Before the Criminal Law (amendment) Act, 2013 there was no any specific law dealing with this menace but now sections 326A and 326B have been inserted in IPC as under-
326A- Voluntarily Causing Grievous Hurt by Use of Acid, etc:
Whoever causes permanent or partial damage or deformity to, or bums or maims or disfigures or disables, any part or parts of the body of a person or causes grievous hurt by throwing acid on or by administering acid to that person, or by using any other means with the intention of causing or with the knowledge that he is likely to cause such injury or hurt, shall be punished with imprisonment of either description for a term which shall not be less than ten years but which may extend to imprisonment for life, and with fine;
Provided that such fine shall be just and reasonable to meet the medical expenses of the treatment of the victim;
Provided further that any fine imposed under this section shall be paid to the victim.

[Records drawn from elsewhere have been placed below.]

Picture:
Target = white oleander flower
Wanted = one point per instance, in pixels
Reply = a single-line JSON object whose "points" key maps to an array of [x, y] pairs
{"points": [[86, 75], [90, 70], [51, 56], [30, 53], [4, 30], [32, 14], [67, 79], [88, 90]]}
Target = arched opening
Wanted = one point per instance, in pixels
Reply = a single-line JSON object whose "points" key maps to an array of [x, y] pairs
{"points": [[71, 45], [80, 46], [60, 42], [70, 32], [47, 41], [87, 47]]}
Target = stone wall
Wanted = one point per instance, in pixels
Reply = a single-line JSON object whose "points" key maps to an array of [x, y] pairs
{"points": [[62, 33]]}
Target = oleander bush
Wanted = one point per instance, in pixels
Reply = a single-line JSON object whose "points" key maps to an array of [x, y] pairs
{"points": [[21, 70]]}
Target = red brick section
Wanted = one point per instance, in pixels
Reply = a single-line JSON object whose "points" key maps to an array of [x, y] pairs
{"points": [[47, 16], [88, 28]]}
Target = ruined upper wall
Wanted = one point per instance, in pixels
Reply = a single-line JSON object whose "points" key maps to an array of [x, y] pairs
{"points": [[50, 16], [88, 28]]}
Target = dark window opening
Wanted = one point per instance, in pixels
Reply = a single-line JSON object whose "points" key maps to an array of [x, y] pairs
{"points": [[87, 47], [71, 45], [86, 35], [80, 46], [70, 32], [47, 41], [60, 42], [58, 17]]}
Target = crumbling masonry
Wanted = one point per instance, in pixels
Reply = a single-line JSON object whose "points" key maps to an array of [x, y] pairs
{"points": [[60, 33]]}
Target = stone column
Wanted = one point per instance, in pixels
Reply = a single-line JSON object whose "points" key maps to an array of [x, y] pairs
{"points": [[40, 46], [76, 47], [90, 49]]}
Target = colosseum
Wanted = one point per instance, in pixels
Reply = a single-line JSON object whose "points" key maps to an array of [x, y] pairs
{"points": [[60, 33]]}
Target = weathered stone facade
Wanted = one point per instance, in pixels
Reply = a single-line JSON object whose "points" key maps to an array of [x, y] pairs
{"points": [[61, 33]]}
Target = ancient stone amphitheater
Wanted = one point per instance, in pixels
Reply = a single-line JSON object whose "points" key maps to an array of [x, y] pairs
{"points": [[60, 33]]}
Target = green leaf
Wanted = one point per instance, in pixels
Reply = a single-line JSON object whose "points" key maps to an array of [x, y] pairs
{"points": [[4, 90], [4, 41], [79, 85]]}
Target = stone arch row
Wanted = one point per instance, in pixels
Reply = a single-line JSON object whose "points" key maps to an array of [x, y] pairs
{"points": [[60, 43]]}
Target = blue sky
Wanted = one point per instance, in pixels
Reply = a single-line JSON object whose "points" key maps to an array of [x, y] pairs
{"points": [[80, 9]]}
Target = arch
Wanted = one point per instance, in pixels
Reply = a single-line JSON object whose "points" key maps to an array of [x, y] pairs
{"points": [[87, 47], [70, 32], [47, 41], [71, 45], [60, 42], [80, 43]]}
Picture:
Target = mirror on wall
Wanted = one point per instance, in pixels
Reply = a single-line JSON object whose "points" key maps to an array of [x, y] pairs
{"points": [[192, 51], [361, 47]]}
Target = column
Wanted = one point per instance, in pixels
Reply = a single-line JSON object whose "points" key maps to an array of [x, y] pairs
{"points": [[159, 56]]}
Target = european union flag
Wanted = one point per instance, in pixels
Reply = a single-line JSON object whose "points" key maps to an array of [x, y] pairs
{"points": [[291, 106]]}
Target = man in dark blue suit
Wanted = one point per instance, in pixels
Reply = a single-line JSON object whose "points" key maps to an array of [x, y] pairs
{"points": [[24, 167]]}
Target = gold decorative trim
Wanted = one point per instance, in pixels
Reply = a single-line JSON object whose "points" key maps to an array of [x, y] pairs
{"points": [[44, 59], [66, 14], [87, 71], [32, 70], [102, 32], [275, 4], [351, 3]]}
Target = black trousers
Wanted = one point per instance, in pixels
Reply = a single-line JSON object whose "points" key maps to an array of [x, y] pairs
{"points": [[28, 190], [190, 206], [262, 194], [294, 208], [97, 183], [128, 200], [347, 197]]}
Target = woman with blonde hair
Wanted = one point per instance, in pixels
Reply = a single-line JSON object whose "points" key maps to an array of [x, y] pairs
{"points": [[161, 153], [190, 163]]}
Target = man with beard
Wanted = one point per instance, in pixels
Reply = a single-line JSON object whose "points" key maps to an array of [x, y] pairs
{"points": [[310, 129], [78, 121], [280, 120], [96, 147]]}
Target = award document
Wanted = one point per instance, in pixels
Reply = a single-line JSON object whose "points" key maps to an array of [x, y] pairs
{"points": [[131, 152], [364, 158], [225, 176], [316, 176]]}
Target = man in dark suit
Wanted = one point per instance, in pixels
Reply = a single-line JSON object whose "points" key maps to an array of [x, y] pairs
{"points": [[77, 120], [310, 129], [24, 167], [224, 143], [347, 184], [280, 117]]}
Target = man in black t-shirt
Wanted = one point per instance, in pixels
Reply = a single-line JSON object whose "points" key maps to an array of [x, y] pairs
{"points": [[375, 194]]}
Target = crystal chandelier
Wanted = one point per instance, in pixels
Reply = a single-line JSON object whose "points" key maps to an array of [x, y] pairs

326B- Voluntarily Throwing or Attempting to Throw Acid:
Whoever throws or attempts to throw acid on any person or attempts to administer acid to any person, or attempts to use any other means, with the intention of causing permanent or partial damage or deformity or bums or maiming or disfigurement or disability or grievous hurt to that person, shall be punished with imprisonment of either description for a term which shall not be less than five years but which may extend to seven years, and shall also be liable to fine.
Explanation 1:
For the purposes of section 326A and this section, “acid” includes any substance which has acidic or corrosive character or burning nature, that is capable of causing bodily injury leading to scars or disfigurement or temporary or permanent disability.
Explanation 2:
For the purposes of section 326A and this section, permanent or partial damage or deformity shall not be required to be irreversible.
Provision of section 154 CrPC provides that if the information is given by the woman against whom an offence under section 326A, section 326B etc. of the Indian Penal Code is alleged to have been committed or attempted, then such information shall be recorded, by a woman police officer or any woman officer.
The offences under sections 326A and 326B IPC are cognizable, non-bailable and triable by the Court of Session.
As per National Crime Records Bureau publication ‘Crime in India 2016’, the number of incidents of acid attack and attempt to acid attack was 283 in 2016. The highest number (76) of these offences took place in West Bengal.